1940. Mozet, Belgique.
J’ai 5 ans. Je joue près du Tronquoy, le ruisseau tout proche de la maison. J’y jette des petits cailloux et m’émerveille des ronds dans l’eau. Le bonheur, c’est facile quand on a 5 ans.
Et puis, des cris. C’est ma mère qui m’appelle, mais pas comme d’habitude. Il y a de la peur dans sa voix. De la terreur même.
« Florimonde, rentre tout de suite ! Les Allemands arrivent ! »
A la maison, tout est sens dessus dessous. Pendant que papa entasse à la hâte quelques vêtements dans des valises, maman cache nos maigres économies dans la doublure de son manteau. Nous partons à Vindrac, dans le sud de la France, chez les cousins de maman. Nous passons la soirée à préparer notre départ, il ne faut emmener que le strict nécessaire. Je ne dors pas cette nuit-là. Personne ne dort.
Le lendemain, dès l’aube, nous partons. Nous, mais aussi tous nos voisins. C’est le village entier qui fuit. Parce que, face aux Allemands, on ne peut rien faire. Sur la route, c’est une file ininterrompue de charrettes à bras, de vélos, de voitures… C’est l’exode, la fuite vers le sud, vers la France, vers n’importe où du moment que les Allemands n’y sont pas.
Nous marchons longtemps. Nous prenons un train, puis un autre, et nous marchons encore. Nous nous cachons, dans des bois, dans des granges, dans des fossés parfois, pour échapper aux Stukas qui fondent sur nous. Nous croisons des enfants perdus et des chiens affamés, des enfants affamés et des chiens perdus. Et des morts aussi.
974 kilomètres de peur et de désolation.
Et puis, la fin du voyage. La ferme des cousins, la soupe fumante sur la table, le repos, enfin !
La vie reprend. A Vindrac, c’est presque comme à Mozet. Je jette des cailloux du haut du Pont des ânes et regarde les ronds dans l’eau du Cérou. Des collines, un ruisseau… Le bonheur est simple quand on a 5 ans.
Un jour, on nous annonce que nous pouvons rentrer chez nous. Papa et maman en discutent longuement avec les cousins. Ici, on est à l’abri, en zone libre. Papa a trouvé du travail, maman aide à la ferme, je vais à l’école. En Belgique, notre maison a été détruite et nos voisins ne sont pas revenus. Nous restons à Vindrac. La guerre se termine, mon petit frère vient au monde… Notre vie est ici.

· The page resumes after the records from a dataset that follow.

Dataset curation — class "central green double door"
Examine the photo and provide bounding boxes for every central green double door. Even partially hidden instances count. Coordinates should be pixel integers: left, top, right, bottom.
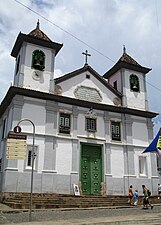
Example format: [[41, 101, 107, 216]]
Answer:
[[81, 144, 102, 195]]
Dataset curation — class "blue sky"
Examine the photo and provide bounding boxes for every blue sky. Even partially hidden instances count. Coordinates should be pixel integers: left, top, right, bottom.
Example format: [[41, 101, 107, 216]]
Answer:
[[0, 0, 161, 134]]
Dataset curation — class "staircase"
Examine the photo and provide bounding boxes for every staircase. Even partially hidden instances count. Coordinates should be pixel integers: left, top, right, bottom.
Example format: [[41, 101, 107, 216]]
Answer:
[[2, 193, 160, 209]]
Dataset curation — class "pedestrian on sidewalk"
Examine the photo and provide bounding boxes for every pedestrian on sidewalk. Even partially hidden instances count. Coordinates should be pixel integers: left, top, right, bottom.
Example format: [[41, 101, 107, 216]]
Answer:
[[128, 185, 133, 205], [142, 184, 153, 209], [134, 190, 139, 206], [158, 184, 161, 199]]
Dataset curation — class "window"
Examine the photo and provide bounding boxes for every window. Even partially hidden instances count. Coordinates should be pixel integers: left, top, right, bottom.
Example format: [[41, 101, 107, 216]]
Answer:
[[59, 113, 70, 134], [26, 145, 38, 169], [86, 118, 96, 132], [113, 80, 117, 90], [16, 56, 20, 74], [139, 156, 147, 176], [130, 74, 140, 92], [32, 50, 45, 70], [111, 121, 121, 141]]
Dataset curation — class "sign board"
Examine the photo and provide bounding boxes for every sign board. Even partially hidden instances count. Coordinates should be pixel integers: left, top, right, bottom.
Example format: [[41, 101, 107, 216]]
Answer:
[[6, 133, 27, 159], [157, 136, 161, 149], [73, 184, 80, 196], [13, 126, 21, 134]]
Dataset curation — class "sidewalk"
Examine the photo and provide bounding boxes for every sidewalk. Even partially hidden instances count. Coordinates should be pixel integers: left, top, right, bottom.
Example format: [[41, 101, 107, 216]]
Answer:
[[1, 213, 161, 225], [0, 204, 161, 225]]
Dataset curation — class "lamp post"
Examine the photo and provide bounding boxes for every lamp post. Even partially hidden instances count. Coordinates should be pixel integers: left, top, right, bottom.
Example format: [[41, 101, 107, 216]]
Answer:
[[15, 119, 35, 222]]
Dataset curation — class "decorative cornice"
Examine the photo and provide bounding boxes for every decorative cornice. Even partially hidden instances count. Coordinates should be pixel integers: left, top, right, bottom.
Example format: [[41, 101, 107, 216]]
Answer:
[[0, 86, 158, 118]]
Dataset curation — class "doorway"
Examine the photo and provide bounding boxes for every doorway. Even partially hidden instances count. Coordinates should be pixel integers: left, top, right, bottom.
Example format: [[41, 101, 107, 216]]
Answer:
[[81, 143, 102, 195]]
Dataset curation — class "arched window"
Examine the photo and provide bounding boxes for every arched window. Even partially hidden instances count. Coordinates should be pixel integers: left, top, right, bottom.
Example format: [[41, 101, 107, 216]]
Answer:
[[32, 50, 45, 70], [130, 74, 140, 92], [16, 56, 20, 74]]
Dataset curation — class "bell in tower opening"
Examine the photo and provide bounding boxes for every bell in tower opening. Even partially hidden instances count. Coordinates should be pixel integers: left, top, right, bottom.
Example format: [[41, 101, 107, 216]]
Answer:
[[32, 50, 45, 70]]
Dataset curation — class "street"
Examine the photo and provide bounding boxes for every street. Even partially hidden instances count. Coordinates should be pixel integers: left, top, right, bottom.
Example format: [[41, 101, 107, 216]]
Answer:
[[0, 205, 161, 225]]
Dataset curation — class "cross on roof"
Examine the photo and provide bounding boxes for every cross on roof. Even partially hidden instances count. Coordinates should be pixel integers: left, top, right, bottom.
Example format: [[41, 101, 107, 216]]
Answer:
[[82, 50, 91, 65]]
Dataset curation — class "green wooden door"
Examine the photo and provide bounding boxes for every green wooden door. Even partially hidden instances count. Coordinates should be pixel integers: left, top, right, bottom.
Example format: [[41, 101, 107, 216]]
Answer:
[[81, 144, 102, 195]]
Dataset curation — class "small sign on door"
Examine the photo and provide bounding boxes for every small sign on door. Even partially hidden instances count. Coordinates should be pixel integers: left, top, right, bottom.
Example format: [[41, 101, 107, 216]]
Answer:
[[73, 184, 80, 196]]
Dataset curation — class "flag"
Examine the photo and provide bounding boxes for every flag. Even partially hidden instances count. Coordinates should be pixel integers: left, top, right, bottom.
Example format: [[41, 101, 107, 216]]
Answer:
[[142, 130, 161, 155]]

Mes parents sont enterrés là-bas, dans ce village qui nous a accueillis. Notre village. Notre pays.
France, 2019. Je lis, effarée, les histoires de ces gens qui fuient leur pays. On nous appelait les « exodiens », on les appelle des « migrants ». Noyés en Méditerranée ou morts de froid dans les Alpes, refoulés aux frontières, traqués, humiliés. Ici, ce ne sont pas les Stukas qui les pourchassent, ce sont des crétins en doudoune bleue, arborant fièrement leur logo « Defend Europe ». Les crétins des Alpes.
Et puis, je découvre, rassurée, Roya l’insoumise. Une vallée qui résiste, des gens qui ouvrent leur porte à des inconnus… Et des enfants qui jettent des cailloux dans une rivière.
L’Histoire n’est pas la même, mais c’est toujours la même histoire. La guerre, l’exil… Des ronds dans l’eau. La vie.